Basic DVC workflow

I’m a new DVC user and I have a question about the basic model management workflow.

I’ve configured a repo for DVC, I ran a test experiment by creating a feature branch. I ran a sweep and selected the best model, i.e.

dvc exp run -S 'train.batch_size=16,32,64,128' --queue
dvc queue start
dvc exp apply ex1
git add .
git commit -m 'My Experiment'

I have a question about how to merge this back to main correctly, the process I’ve been following is:

  • switch to main
  • merge the feature branch to main
  • dvc pull

The last step seems to be important - if I don’t do the the vscode source control sidebar shows uncommitted DVC tracked model files.

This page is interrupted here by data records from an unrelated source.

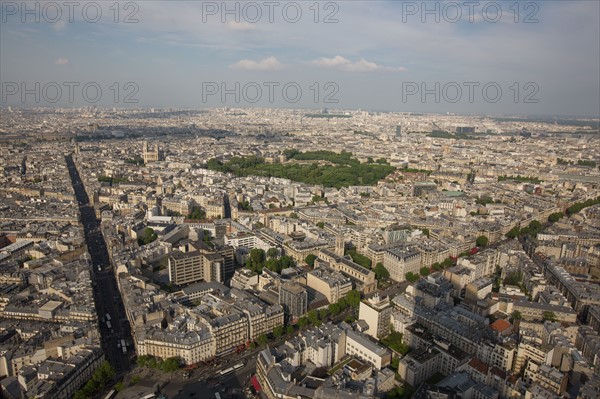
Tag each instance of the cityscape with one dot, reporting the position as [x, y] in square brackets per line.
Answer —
[293, 238]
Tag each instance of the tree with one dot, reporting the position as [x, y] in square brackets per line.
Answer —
[481, 241]
[343, 303]
[272, 253]
[555, 217]
[516, 315]
[334, 309]
[353, 298]
[535, 225]
[171, 364]
[257, 255]
[323, 313]
[381, 272]
[197, 214]
[310, 260]
[262, 339]
[256, 260]
[148, 236]
[395, 362]
[513, 278]
[513, 233]
[302, 322]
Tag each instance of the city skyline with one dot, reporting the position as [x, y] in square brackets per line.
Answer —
[174, 51]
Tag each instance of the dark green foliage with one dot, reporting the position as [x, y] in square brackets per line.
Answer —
[334, 309]
[514, 278]
[101, 377]
[549, 316]
[310, 260]
[520, 178]
[278, 331]
[482, 241]
[381, 272]
[272, 253]
[591, 164]
[484, 201]
[245, 206]
[394, 341]
[353, 298]
[137, 160]
[147, 236]
[197, 214]
[513, 233]
[262, 340]
[343, 171]
[360, 259]
[555, 217]
[169, 365]
[575, 208]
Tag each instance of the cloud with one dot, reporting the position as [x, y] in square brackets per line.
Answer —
[241, 26]
[268, 64]
[344, 64]
[59, 25]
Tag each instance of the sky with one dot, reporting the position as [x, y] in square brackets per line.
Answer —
[505, 57]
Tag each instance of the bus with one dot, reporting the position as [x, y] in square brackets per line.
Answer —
[238, 366]
[111, 394]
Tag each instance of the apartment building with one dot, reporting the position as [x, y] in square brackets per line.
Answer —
[401, 260]
[376, 312]
[294, 299]
[332, 284]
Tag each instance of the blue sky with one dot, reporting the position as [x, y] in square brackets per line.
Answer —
[373, 53]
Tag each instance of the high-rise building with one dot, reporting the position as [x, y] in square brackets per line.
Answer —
[148, 155]
[376, 312]
[294, 299]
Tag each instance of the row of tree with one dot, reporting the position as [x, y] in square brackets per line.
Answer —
[100, 379]
[168, 365]
[313, 317]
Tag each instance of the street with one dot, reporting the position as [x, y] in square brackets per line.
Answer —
[106, 293]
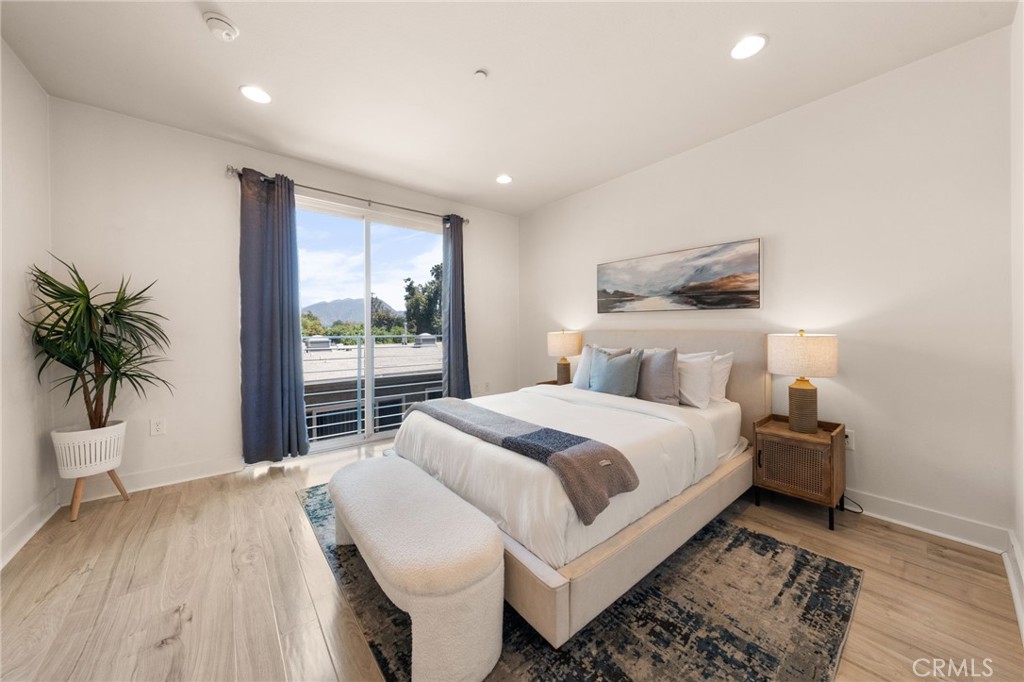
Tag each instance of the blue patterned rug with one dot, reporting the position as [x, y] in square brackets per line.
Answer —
[730, 604]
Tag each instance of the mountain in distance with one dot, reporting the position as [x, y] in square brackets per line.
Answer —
[745, 282]
[344, 309]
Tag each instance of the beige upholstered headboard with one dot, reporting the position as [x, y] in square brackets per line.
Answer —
[750, 383]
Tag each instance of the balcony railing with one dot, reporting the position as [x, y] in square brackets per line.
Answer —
[343, 375]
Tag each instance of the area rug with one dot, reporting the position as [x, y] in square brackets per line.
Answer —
[730, 604]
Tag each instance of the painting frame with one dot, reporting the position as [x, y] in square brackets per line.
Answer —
[718, 276]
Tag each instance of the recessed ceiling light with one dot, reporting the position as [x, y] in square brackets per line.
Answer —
[749, 46]
[256, 93]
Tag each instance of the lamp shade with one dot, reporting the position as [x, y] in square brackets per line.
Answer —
[803, 354]
[563, 344]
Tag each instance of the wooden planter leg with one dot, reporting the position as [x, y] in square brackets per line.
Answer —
[76, 498]
[117, 481]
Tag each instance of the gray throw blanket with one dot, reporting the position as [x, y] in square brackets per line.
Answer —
[591, 472]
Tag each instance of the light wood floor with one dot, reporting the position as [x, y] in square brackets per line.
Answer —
[221, 579]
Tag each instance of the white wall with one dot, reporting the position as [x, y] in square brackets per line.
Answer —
[29, 487]
[1017, 297]
[883, 212]
[153, 201]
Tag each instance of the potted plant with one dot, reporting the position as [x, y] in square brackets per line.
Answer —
[102, 340]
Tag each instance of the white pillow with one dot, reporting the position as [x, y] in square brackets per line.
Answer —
[582, 377]
[694, 379]
[720, 369]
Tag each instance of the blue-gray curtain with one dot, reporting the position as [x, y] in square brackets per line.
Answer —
[273, 420]
[455, 356]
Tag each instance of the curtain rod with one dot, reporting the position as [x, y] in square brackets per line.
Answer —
[231, 170]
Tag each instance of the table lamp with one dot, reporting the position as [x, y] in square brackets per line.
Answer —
[803, 355]
[561, 344]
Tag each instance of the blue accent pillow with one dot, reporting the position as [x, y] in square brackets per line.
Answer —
[616, 375]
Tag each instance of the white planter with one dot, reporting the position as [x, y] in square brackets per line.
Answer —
[84, 453]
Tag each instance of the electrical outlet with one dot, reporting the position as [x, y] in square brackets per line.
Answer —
[158, 426]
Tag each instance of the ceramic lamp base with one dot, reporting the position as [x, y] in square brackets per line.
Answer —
[563, 372]
[803, 407]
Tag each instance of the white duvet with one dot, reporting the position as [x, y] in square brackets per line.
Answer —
[670, 448]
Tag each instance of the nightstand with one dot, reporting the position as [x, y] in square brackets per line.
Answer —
[808, 466]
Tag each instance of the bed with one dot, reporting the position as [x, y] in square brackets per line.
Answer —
[559, 572]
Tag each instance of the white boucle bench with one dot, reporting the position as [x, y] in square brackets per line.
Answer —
[435, 556]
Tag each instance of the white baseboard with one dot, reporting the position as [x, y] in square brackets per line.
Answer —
[1014, 562]
[100, 485]
[27, 525]
[950, 526]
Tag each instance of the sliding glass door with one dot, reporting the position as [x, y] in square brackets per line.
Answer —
[370, 290]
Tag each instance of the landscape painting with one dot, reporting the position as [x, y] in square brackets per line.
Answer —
[720, 276]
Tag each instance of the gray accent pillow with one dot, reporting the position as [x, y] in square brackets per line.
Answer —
[657, 377]
[616, 375]
[582, 377]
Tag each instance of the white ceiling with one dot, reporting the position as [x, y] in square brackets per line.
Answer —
[579, 93]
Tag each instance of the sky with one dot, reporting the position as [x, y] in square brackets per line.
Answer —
[332, 258]
[652, 275]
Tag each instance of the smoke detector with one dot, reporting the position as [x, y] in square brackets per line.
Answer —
[220, 27]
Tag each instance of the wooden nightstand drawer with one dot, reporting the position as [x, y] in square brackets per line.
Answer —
[808, 466]
[802, 470]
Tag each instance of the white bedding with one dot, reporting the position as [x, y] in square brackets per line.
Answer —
[671, 448]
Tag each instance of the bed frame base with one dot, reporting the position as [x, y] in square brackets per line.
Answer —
[559, 603]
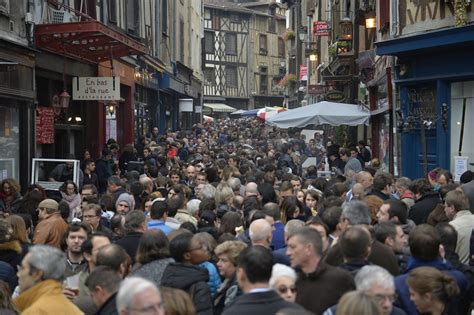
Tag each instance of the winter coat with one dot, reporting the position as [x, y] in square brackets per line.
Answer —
[153, 271]
[380, 255]
[422, 208]
[193, 280]
[261, 303]
[226, 294]
[45, 297]
[327, 283]
[403, 294]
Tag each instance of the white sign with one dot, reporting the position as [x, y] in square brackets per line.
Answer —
[186, 105]
[460, 166]
[96, 88]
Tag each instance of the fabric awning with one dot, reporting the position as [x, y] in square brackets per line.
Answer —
[89, 41]
[219, 107]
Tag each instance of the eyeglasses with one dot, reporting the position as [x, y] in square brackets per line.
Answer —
[196, 248]
[383, 297]
[283, 289]
[150, 309]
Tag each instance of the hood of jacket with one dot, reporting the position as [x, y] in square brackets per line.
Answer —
[182, 276]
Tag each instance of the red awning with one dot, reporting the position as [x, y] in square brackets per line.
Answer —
[89, 41]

Is this the correct workflow (I’m about to learn GTO but I wanted to ensure that I can correctly manage the state of my main branch first).

1 Like

Hey, @david.waterworth !

TL;DR: I think this link is worth checking: Example: Make an experiment persistent

A few comments on the workflow and suggestion to try:

  • I think you don’t need a branch for this. If you want at the end an experiment as part of the main branch (e.g. a new commit as a result of running a sweep), I would just run experiments in main. If you run them in the queue they don’t affect the workspace, etc.
  • When you are done, you could do dvc exp apply, dvc exp branch to “materialize” an experiment as a commit in main or as a new branch.

In VS Code you could use context menu to apply an experiment or do a branch.

Let us know if that solves the issue.